Fishfish

**Name of the Vulnerable Software and Affected Versions** Freeware Advanced Audio Decoder 2 (FAAD2) versions 2.8.1 and earlier **Description** The issue is related to a heap-based buffer overflow in the `excluded channels()` function of the Freeware Advanced Audio Decoder 2 (FAAD2) audio decoder. This can allow an attacker to compromise data integrity, gain unauthorized access to protected information, and cause a denial of service. **Recommendations** For Freeware Advanced Audio Decoder 2 (FAAD2) versions 2.8.1 and earlier, consider disabling the `excluded channels()` function as a temporary workaround until a patch is available. Restrict access to the `libfaad/syntax.c` module to minimize the risk of exploitation. Avoid using the `excluded channels()` function in sensitive operations until the issue is resolved. At the moment, there is no information about a newer version that contains a fix for this vulnerability.

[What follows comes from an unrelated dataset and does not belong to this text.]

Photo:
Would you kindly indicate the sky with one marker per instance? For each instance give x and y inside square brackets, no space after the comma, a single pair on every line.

**Name of the Vulnerable Software and Affected Versions** Freeware Advanced Audio Decoder 2 (FAAD2) version 2.8.1 **Description** The issue is related to a stack-based buffer overflow in the `calculate gain()` function. This function is located in the `libfaad/sbr hfadj.c` file. The exploitation of this issue may allow an attacker to impact data integrity, gain unauthorized access to protected information, and cause a denial of service. **Recommendations** For Freeware Advanced Audio Decoder 2 (FAAD2) version 2.8.1, consider disabling the `calculate gain()` function as a temporary workaround until a patch is available. Restrict access to the `libfaad/sbr hfadj.c` file to minimize the risk of exploitation. At the moment, there is no information about a newer version that contains a fix for this vulnerability.

**Name of the Vulnerable Software and Affected Versions** Freeware Advanced Audio Decoder 2 (FAAD2) version 2.8.1 **Description** The issue is related to a NULL pointer dereference in the `ifilter bank()` function. This could potentially allow an attacker to impact data integrity, gain unauthorized access to protected information, and cause a denial of service. **Recommendations** For Freeware Advanced Audio Decoder 2 (FAAD2) version 2.8.1, consider disabling the `ifilter bank()` function as a temporary workaround until a patch is available.

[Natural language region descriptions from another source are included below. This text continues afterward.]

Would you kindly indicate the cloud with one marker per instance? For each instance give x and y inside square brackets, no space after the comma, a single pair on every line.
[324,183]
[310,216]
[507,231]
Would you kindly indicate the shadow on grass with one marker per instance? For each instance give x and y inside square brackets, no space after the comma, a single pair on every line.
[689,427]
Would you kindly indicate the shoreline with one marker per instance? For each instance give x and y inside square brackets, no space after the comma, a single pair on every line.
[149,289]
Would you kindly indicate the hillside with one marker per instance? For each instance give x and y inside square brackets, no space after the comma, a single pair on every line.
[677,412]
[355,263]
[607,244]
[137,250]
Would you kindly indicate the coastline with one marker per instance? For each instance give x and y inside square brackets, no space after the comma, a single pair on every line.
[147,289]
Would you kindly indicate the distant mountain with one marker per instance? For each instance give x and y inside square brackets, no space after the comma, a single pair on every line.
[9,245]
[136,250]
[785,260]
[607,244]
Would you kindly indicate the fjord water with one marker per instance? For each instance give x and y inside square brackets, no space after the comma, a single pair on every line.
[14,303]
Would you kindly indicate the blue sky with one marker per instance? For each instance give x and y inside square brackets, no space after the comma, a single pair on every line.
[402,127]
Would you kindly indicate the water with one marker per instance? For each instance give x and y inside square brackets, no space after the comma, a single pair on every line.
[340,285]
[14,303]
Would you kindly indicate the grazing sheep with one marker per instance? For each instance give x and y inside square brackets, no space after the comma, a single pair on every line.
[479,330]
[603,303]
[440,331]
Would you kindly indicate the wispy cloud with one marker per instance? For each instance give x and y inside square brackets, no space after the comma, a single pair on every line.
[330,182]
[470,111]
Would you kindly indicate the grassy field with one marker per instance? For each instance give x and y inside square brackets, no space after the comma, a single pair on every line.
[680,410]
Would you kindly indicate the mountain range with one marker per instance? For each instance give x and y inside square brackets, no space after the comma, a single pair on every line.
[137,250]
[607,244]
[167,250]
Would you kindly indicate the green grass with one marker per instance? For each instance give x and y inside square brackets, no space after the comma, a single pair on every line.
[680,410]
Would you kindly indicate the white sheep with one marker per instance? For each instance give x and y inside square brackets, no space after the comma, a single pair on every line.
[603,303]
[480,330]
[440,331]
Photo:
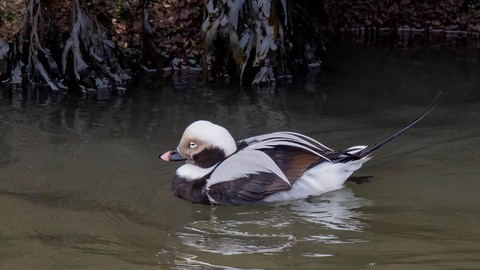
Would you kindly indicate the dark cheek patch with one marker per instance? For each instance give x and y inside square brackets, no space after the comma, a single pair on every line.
[208,157]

**Name of the Vulnerable Software and Affected Versions** Freeware Advanced Audio Decoder 2 (FAAD2) versions 2.8.8 **Description** The issue is related to a buffer over-read in the `ps mix phase` function of the `libfaad/ps dec.c` component of the Freeware Advanced Audio Decoder 2 (FAAD2) audio decoder. This is due to the lack of checking of the `iid index`. Exploitation of this issue allows a remote attacker to access confidential data and cause a denial of service. **Recommendations** For version 2.8.8, consider disabling the `ps mix phase` function as a temporary workaround until a patch is available. Restrict access to the `libfaad/ps dec.c` component to minimize the risk of exploitation. Avoid using the `iid index` variable in the affected function until the issue is resolved.